2La plaque de marbre posée à cette occasion portait l’inscription latine (traduction) : « le 10 février, l’année de l’incarnation de notre seigneur 1185, cette église a été consacrée en l’honneur de la Ste vierge Marie par sa seigneurie Héraclius, par la grâce de Dieu patriarche de l’Eglise de la Ste Résurrection qui, en l’honneure de sa visite accorde au pèlerin visitant ce sanctuaire une indulgence plénière de 60 jours de pénitences en leur faveur ».

3En 1200 le Temple regroupait 9 provinces (outre celle de Jérusalem)

4Dans les documents d’actes officiels, le titre de Magister Militiae Templi in Anglia.

5Par la suite le vœu royal ne devait pas être exécuté et Henry III fut inhumé dans la crypte de la splendide église construite à Westminster et dédiée à St Edouard le Confesseur (1003-1066), premier roi d’Angleterre.

6Le monarque avait offert au sanctuaire l’année précédente, plusieurs vases sacrés en métal précieux (ciboires et calices) afin d’honorer l’Ordre.

7Son second fils, époux de Dame Aliénor (Eleonor), sœur de Henry III.

8Son quatrième fils Guillaume le Maréchal était considéré au Moyen Age comme incarnant « la fleur de la Chevalerie » avec son idéal du beau : panache, loyauté, prouesse et courtoisie.

9Le Christ du Second Avènement de l’Apocalypse de St Jean, portant ‘étendard blanc à croix vermeille de la Résurrection.

10A cette époque les comptes se faisaient sur un échiquier

11A l’apogée de sa puissance, l’Ordre du Temple (toutes provinces confondues) détenait un trésor estimé à plus de 150000 florins d’or, somme fabuleuse pour l’époque faisant des Templiers les plus grands banquiers de l’Europe médiévale.
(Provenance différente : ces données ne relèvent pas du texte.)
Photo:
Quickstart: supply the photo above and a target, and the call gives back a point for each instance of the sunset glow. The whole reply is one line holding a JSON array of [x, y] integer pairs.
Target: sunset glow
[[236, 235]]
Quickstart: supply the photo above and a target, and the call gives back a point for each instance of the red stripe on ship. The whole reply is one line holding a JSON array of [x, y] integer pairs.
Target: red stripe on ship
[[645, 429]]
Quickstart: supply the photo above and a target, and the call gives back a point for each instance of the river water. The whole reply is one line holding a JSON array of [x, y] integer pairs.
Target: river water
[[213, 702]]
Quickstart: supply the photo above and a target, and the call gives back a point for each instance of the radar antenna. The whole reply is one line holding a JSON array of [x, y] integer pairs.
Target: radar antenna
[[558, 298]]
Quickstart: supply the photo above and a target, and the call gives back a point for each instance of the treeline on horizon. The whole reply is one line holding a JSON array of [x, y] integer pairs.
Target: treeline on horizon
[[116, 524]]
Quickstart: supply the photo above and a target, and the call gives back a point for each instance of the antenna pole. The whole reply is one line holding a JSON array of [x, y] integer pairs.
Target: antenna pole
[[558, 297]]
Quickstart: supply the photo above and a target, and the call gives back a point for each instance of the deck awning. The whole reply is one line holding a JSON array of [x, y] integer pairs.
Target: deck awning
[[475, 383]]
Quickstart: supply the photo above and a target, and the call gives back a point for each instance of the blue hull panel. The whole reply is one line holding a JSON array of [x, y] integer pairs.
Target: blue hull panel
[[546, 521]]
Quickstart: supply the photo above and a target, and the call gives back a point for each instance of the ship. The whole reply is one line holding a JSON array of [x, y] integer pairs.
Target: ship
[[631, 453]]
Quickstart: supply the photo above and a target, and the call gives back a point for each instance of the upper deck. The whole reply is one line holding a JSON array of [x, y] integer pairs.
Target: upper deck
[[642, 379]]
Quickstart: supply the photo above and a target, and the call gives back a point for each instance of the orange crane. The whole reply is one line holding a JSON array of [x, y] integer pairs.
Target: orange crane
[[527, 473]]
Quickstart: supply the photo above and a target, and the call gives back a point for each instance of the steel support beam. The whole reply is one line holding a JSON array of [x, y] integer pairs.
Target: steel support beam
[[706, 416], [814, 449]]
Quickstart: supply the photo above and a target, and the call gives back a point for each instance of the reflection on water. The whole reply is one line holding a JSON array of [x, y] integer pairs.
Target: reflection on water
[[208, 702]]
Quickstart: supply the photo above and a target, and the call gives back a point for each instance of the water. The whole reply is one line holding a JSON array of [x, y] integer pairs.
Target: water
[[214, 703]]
D’où les interrogations sur le destin de ce trésor, mystérieusement volatilisé en 1307.

12Le prêt à intérêt étant en principe proscrit par l’Eglise

13Comte de Kent

14L’inventaire dressé par les officiers royaux fait Etat de 158 coupes précieuses et d’une quantité de joyaux, outre les monnaies d’or et d’argent, mises sous scellés (parmi les pièces d’orfèvrerie et les pierres précieuses, un grand nombre provenaient des taxations imposées aux Juifs du royaume).

15Sans compter le pillage des objets précieux, joyaux et pierreries.